After looking at several yarns, I settled on Milky Way from Anzula. It’s got an interesting fiber content: Casein, made from milk. After reading reviews of the yarn – and great things about the drape of it – I decided to purchase some. Getting gauge was a bit difficult and I kind of wish I’d knit with a different sized needle, but it all worked out.
I’ve never really used a cable needle, except when I first learned how to knit cables. But I don’t really like the look of cables, so I don’t knit them. But I had to use a cable needle with this pattern to get that beautiful slipped stitch design on the back. After several rows – or inches – or knitting, I finally got the hang of it, and ended up enjoying it!
Kraemer uses such an interesting construction for the sleeves and shoulders – it’s seamless and super easy. The pattern was a bit confusing to read at times and I even had to pose a question to the support group on Ravelry…. But otherwise, it was fun to knit!
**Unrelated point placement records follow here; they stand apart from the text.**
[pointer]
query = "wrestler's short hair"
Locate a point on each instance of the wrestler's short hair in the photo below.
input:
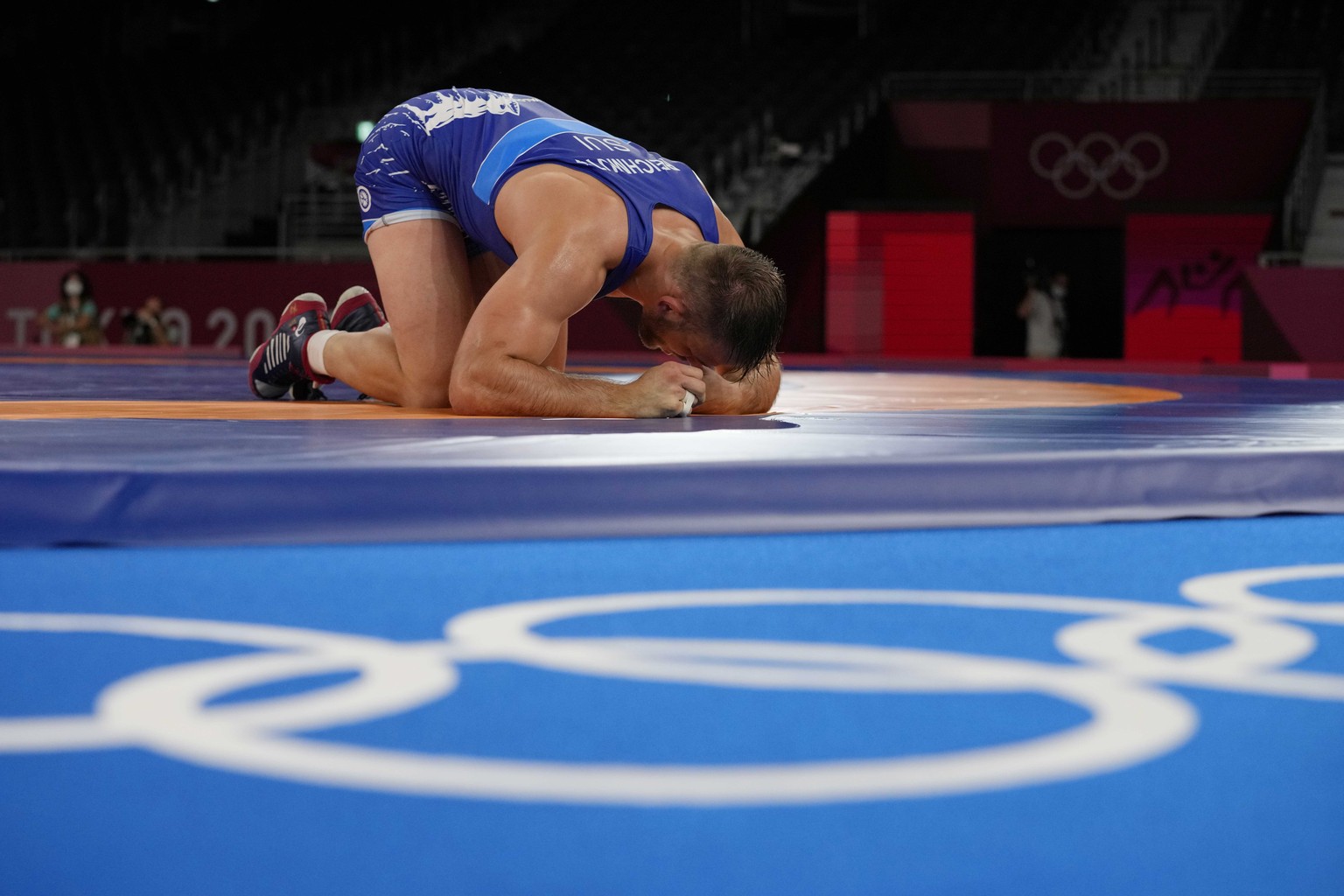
(737, 296)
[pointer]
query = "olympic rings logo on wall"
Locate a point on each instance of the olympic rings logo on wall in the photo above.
(1109, 670)
(1098, 160)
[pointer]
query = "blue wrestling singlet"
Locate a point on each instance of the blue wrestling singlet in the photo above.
(448, 153)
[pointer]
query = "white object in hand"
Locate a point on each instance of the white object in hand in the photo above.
(687, 403)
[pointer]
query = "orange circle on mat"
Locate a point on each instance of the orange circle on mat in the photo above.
(800, 393)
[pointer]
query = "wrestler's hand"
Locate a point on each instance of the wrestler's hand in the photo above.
(660, 391)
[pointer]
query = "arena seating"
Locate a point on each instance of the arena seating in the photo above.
(144, 95)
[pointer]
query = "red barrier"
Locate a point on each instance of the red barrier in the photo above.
(900, 284)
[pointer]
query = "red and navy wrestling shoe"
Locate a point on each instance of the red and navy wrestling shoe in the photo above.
(280, 363)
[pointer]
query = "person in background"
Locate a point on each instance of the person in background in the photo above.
(145, 326)
(73, 318)
(1045, 315)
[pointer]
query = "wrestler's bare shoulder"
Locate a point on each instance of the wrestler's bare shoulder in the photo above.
(547, 200)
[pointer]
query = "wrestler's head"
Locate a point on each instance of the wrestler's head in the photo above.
(732, 316)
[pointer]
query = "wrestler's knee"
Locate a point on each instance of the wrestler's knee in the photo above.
(426, 394)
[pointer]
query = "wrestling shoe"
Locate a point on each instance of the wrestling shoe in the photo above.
(356, 311)
(281, 361)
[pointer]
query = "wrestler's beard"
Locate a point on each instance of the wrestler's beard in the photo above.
(648, 335)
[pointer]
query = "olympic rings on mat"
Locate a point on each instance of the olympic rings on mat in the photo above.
(1115, 676)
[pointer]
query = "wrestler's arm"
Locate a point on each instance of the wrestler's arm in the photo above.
(503, 366)
(750, 394)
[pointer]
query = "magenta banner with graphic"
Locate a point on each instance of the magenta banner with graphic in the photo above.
(1088, 164)
(1186, 285)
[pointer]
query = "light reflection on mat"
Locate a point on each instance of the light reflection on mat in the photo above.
(802, 393)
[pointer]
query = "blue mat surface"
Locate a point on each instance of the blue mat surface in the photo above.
(1216, 448)
(1124, 708)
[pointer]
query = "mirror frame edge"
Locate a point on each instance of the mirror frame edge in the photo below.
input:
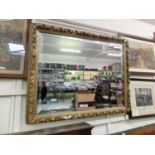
(31, 113)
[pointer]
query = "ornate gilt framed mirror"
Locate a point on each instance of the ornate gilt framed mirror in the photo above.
(73, 74)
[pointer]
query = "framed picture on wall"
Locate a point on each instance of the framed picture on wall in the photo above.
(142, 98)
(13, 48)
(141, 55)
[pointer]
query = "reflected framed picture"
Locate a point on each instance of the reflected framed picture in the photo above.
(13, 48)
(141, 55)
(142, 98)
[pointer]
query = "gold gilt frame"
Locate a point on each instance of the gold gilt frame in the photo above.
(32, 116)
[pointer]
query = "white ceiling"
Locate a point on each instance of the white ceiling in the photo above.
(148, 21)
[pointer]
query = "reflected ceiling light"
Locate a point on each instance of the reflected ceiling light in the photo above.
(114, 54)
(2, 68)
(15, 47)
(70, 50)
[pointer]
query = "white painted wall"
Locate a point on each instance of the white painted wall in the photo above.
(13, 92)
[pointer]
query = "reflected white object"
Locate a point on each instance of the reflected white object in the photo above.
(105, 97)
(70, 50)
(15, 47)
(114, 55)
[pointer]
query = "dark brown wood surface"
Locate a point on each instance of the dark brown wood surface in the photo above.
(74, 129)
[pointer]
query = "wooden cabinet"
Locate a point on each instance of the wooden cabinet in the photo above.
(85, 100)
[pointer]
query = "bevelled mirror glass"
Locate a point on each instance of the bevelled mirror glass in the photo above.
(75, 75)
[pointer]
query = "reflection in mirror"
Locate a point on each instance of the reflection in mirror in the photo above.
(78, 74)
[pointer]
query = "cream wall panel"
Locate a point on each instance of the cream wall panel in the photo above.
(13, 92)
(129, 26)
(7, 114)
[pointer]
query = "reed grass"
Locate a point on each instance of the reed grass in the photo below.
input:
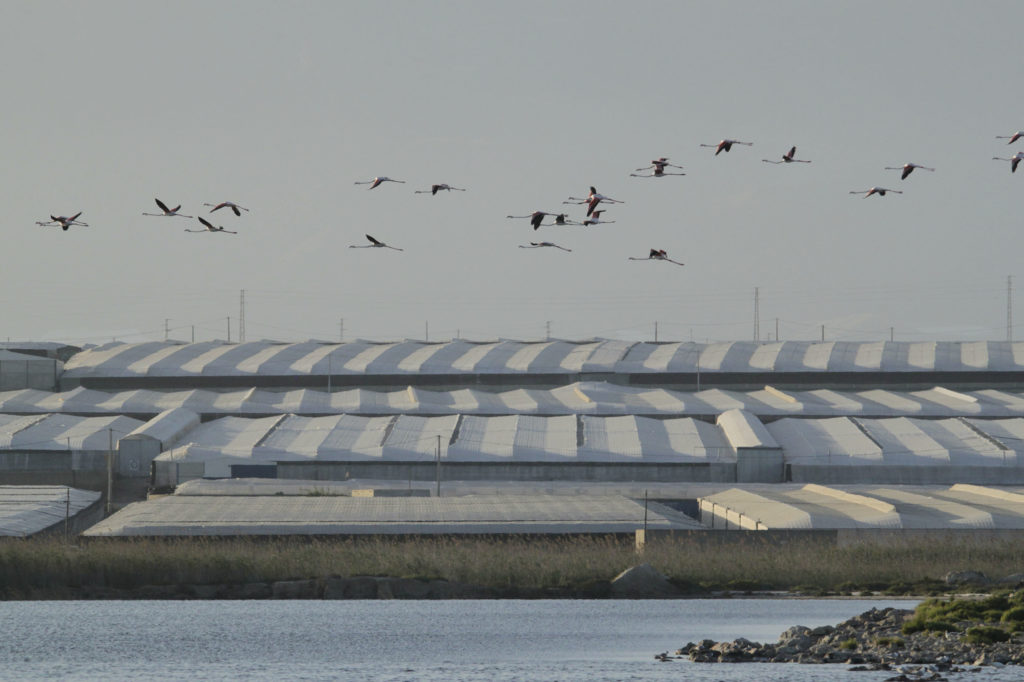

Pattern: Cloudesley by Isabell Kraemer
Yarn: Anuzla Milky Way
Needles: US 4 (3.5 mm)
Made for: me
Time to Completion: 3.1 months
I never devoted my full attention to this sweater so it took a bit longer to knit. I usually tried to do two rows, at least, a day. I added some stitches near the end to get a bit of an A-line. And I did not add stitches on to the neckband as it was high enough for me already. I prefer shorter sleeves so I didn’t knit as much on those, either.
In the end, I learned my lesson on alternating skeins. I must alternate skeins. Ha! No matter how similar the skeins look, they are always different once knitted up. Though I knit to the specified length it is not long enough for me. So, another lesson: try on the project as you go! I did – but obviously not enough. This problem is easily solved by wearing a tank underneath but I need to be more careful next time.
It’s always good to learn lessons – even the hard way – with a project. And I learned quite a few with Cloudesley. And I want to knit more sweaters!!